На Колыме стали носиться слухи о реке Погыче, на которой живут оленные люди и водятся отменные черные соболя. Загадочная Погыча находилась «за хребтом, за Камнем», но до нее можно было добежать парусным погодьем суток за трое.

С Погычей связана весьма любопытная история. Дело в том, что Погыча, как таковая, действительно существует. Эта река впадает в Берингово море, и устье ее находится западнее мыса Олюторского. Ее можно найти на старых и на наших советских картах. И тем похвальнее, что еще в 1646 году Иван Ерастов, побывавший до этого на Индигирке, предлагал идти морем на Погычу. Об этой реке он слышал от колымского князька Порочи. При этом разговор шел также и о Чендоне (Гижиге), впадающем в Охотское море. Обе эти реки находятся гораздо южнее Анадыря.

Ерастов виделся с Порочей в 1642 году. К чести Ивана Ерастова, он уже тогда сообразил, что от Индигирки до Погычи можно пройти морем и таким образом достичь той «стороны», к югу от которой уже находились люди Москвитина.

Вот что пишет о Погыче такой сведущий историк, как профессор С. В. Бахрушин:

«Миллер ошибочно считал Погычу за другое название Анадыря. (Ежем. соч., 1758, янв., стр. 15). Его ошибку повторяют позднейшие исследователи…» [149]149
  С. В. Бахрушин. Очерки по истории колонизации Сибири в XVI и XVII вв. М., 1927, с. 132.


[Закрыть]
.

А. В. Ефимов, отнимая у Ивана Родионова Ерастова право на то, что он и его спутники «отведали ныне новую землю» – Погычу-реку, писал в 1948 году:

«Дело в том, что Погычей называлась не та река, которая сейчас так именуется. Для той поры Погыча – это совершенно неопределенное географическое понятие» [150]150
  А. В. Ефимов. Подвиг Семена Дежнева. – «Морской сборник», 1948, № 12, с. 126.


[Закрыть]
.

Нет, я решительно на стороне пытливого Ивана Ерастова и его советчика, князьца Порочи!
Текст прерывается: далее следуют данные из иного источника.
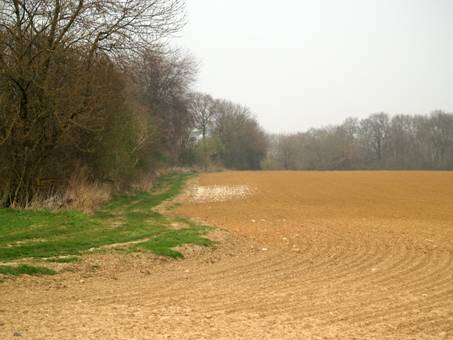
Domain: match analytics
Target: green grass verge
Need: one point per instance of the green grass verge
(47, 234)
(25, 269)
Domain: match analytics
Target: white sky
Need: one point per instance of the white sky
(308, 63)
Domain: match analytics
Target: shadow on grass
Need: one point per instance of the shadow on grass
(52, 234)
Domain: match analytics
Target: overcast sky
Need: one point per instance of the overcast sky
(308, 63)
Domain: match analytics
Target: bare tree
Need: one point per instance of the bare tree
(203, 112)
(59, 75)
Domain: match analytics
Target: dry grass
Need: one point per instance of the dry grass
(80, 194)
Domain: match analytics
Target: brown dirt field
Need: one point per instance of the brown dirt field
(306, 255)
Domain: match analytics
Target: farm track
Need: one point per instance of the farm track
(366, 255)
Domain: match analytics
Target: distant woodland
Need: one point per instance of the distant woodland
(411, 142)
(91, 94)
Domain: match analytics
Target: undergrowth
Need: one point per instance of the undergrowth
(52, 234)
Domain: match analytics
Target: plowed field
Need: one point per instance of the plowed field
(308, 255)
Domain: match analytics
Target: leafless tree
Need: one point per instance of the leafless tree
(59, 76)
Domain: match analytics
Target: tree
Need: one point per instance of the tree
(203, 113)
(243, 140)
(60, 80)
(374, 132)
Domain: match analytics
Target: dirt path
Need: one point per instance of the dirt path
(309, 255)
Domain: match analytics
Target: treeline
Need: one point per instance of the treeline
(91, 87)
(377, 142)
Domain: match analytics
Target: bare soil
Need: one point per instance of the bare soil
(304, 255)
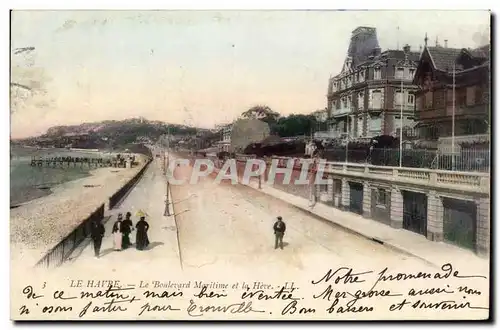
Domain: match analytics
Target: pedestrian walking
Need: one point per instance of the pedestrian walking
(117, 234)
(97, 233)
(126, 229)
(279, 231)
(141, 239)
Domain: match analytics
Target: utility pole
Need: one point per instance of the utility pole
(165, 162)
(401, 125)
(453, 123)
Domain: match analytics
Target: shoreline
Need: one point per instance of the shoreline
(42, 223)
(45, 190)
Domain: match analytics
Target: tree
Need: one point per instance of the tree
(294, 125)
(261, 112)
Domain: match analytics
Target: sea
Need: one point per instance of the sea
(30, 182)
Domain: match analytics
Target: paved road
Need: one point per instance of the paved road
(148, 195)
(221, 225)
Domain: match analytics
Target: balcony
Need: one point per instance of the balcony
(341, 112)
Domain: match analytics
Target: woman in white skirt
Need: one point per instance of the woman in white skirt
(117, 235)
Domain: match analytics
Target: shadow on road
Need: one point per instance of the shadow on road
(153, 245)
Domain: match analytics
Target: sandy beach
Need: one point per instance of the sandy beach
(40, 224)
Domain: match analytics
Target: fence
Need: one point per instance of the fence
(465, 160)
(58, 254)
(118, 196)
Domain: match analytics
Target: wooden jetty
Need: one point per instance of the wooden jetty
(89, 162)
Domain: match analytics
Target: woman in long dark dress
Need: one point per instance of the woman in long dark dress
(141, 238)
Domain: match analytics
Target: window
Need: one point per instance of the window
(381, 198)
(471, 96)
(376, 99)
(360, 126)
(399, 73)
(411, 99)
(398, 97)
(479, 95)
(375, 124)
(411, 74)
(361, 101)
(428, 100)
(337, 186)
(323, 187)
(462, 96)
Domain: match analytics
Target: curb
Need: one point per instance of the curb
(388, 245)
(171, 209)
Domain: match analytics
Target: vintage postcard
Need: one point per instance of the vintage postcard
(250, 165)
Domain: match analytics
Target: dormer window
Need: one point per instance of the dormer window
(400, 72)
(411, 74)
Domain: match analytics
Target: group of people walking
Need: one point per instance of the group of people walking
(122, 228)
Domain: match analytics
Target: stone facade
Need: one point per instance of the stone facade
(367, 86)
(393, 191)
(483, 227)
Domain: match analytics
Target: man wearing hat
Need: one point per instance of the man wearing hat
(279, 231)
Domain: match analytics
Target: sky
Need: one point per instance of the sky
(201, 67)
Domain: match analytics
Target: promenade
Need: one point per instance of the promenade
(400, 240)
(148, 195)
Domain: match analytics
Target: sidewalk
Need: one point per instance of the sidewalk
(147, 195)
(401, 240)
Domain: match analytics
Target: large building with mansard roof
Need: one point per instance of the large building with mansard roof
(365, 98)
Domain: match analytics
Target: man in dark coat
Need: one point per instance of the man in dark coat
(126, 229)
(97, 233)
(279, 231)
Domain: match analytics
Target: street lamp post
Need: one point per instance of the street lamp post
(165, 165)
(405, 65)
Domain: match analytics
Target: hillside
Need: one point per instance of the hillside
(109, 134)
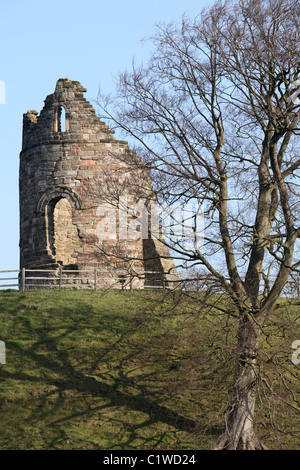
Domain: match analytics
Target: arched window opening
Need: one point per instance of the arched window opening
(62, 123)
(63, 237)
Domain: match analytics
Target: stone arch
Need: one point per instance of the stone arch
(56, 206)
(61, 120)
(59, 192)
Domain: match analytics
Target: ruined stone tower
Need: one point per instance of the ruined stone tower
(70, 164)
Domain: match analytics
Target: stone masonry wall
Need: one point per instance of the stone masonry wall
(61, 175)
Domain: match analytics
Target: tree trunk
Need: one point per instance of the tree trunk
(239, 434)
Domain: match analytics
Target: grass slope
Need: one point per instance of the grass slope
(133, 370)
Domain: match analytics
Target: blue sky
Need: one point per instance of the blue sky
(42, 41)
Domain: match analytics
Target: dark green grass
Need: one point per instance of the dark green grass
(133, 370)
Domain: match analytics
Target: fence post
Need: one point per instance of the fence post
(60, 277)
(95, 278)
(23, 280)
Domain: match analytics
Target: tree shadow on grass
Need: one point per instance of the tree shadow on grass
(67, 396)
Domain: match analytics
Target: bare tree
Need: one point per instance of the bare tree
(215, 115)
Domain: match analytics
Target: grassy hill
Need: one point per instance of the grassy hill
(134, 370)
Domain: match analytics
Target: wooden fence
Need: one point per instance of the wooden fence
(95, 279)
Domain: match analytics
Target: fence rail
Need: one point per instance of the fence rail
(97, 279)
В том же 1646 году, когда Ерастов так настойчиво просился на Погычу, другой князец, по имени Чюна, привел отряд Семена Шелковника на реку Охоту.

Так шло наступление на берег Тихого океана, начатое Иваном Москвитиным.

Колымские и охотские князьцы неплохо знали реки, текущие в «другое море», и указывали на Погычу, Гижигу, Охоту как раз тогда, когда русским надо было замыкать звено вокруг исполинского «Камня», омываемого двумя морями.

Вести о подлинной Погыче пришли впервые с «Охотской стороны», и ее стали искать и со стороны Колымы, еще не зная, что перед Погычей находится Анадырь.

В этом вся разгадка многих недоумений.